Maria Stella de Novaes, historiadora voltada às causas do Espírito Santo, fala desse terremoto em seu livro Relicário de um povo (1958), dedicado ao Convento da Penha. “No mesmo ano (1769) registrou-se, a 1º de agosto, na Vila de Vitória, impressionante fenômeno sísmico: a terra estremeceu, como se estivesse a revirar-se, para esmagar a população que repousava do labor diurno. Sacudido pelo fragor de uma descarga elétrica, na Penha, o povo de Vila Velha foi preso de incrível pavor, porque, segundo testemunhas, todos que se encontravam no Convento e os habitantes da Vila caíram de bruços no chão. Calcularam que se tivesse desmoronado a montanha magnífica. Repetiam-se trovões, enquanto o solo tremia e aquela eminência de onde, até então, se irradiava um fluido de Paz, agora parecia oscilar, desde a base!”

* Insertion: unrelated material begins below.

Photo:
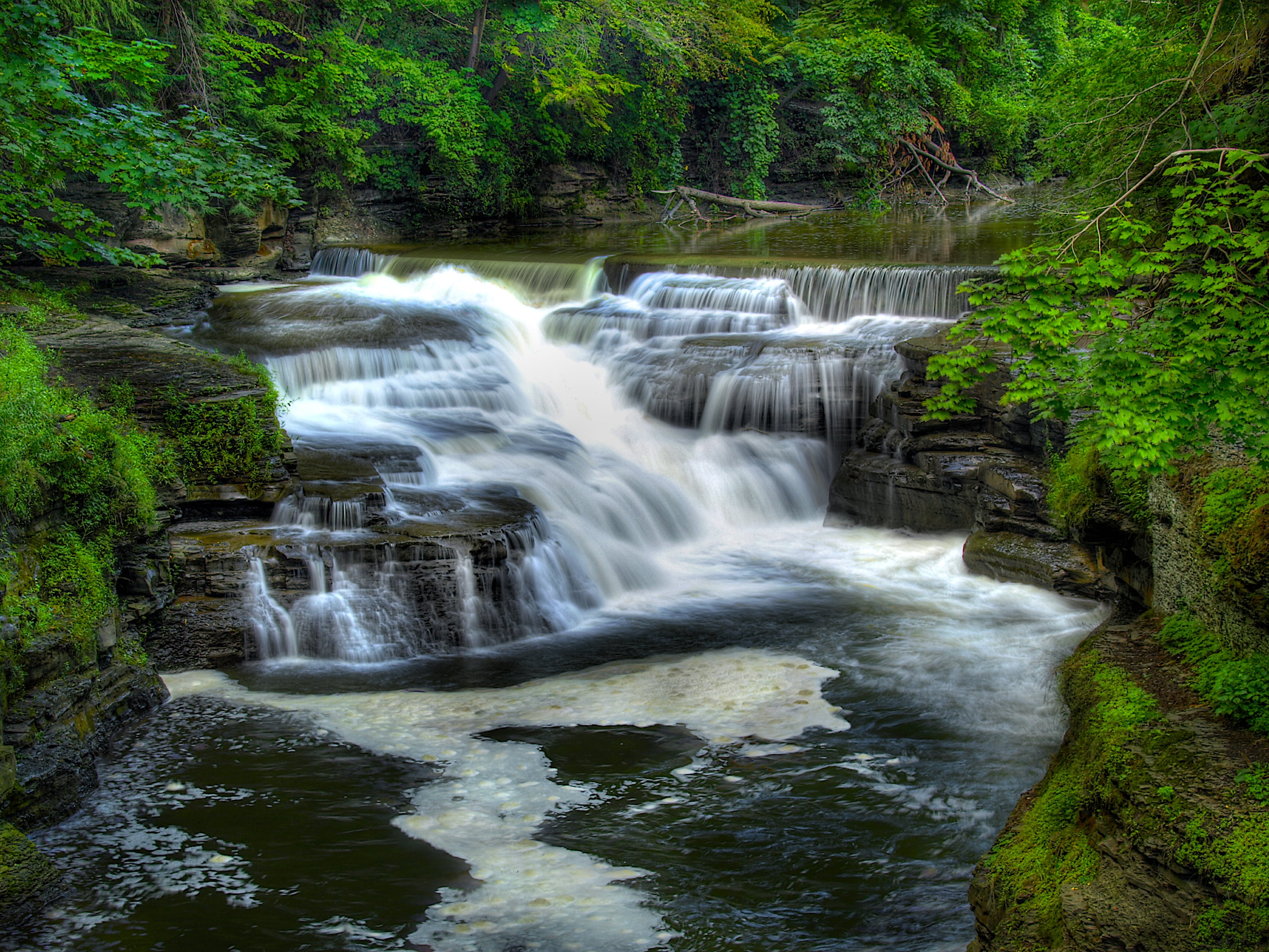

O Convento da Penha, em Vila Velha, é um conhecido marco religioso. Sua construção maciça de tom esbranquiçado foi erguida no topo de uma elevação, quase duas centenas de metros acima do mar. Fundado há 450 anos, ele já era um edifício de porte quando o terremoto aconteceu.

Embora não se possa comprovar, é possível que tenham ocorrido danos em Vila Velha e Vitória, pois seus moradores, preocupados com a possibilidade de novos tremores, buscaram proteção religiosa com preces e penitências, adquirindo uma imagem de Nossa Senhora Mãe dos Homens, para constituir uma irmandade.

Em 1770, o poeta brasileiro Domingos Caldas Barbosa (1739-1800), que, depois, tornou-se padre e foi viver em Portugal, escreveu o ‘Poema Mariano’, narrativa em verso rimado sobre os principais acontecimentos do Santuário da Penha.

Caldas Barbosa descreve com recursos mitológicos os efeitos do terremoto, indicando-lhe a data e observando que, no momento do tremor, era noite de tempo bom, sem vento e mar calmo. Subitamente, o terreno estremeceu, causando confusão, susto e danos, até em coisas robustas (ver ‘Duas estâncias’).

Duas estâncias

Duas estâncias do ‘poema Mariano’ (1770), sobre a penha do Espirito Santo, de autoria de Caldas Barbosa.

XXXII
Inda em sessenta e nove, o sol girava,
Visitando o leão, que atroz rugia,
Tendo no augusto mês, que começava,
Uma só vez mostrado a luz do dia;
Morfeu os doces laços ajeitava;
O mar, o vento, o céu adormecia,
Quando a terra, com grito assas ingente,
Desperta os animais e acorda a gente.

XXXIV
Principia o tremor, no monte e vale;
Aumenta a confusão da morte o susto;
Pedra e tronco não há, que não se abale,
Tendo o dano maior no mais robusto.
Agora só o assombro é bem que fale,
E se emudeça a voz no espanto justo,
Vendo ficar cessando o infausto indício,
Constante a pedra, imóvel o edifício.
O terremoto, no entanto, pode ter gerado réplicas.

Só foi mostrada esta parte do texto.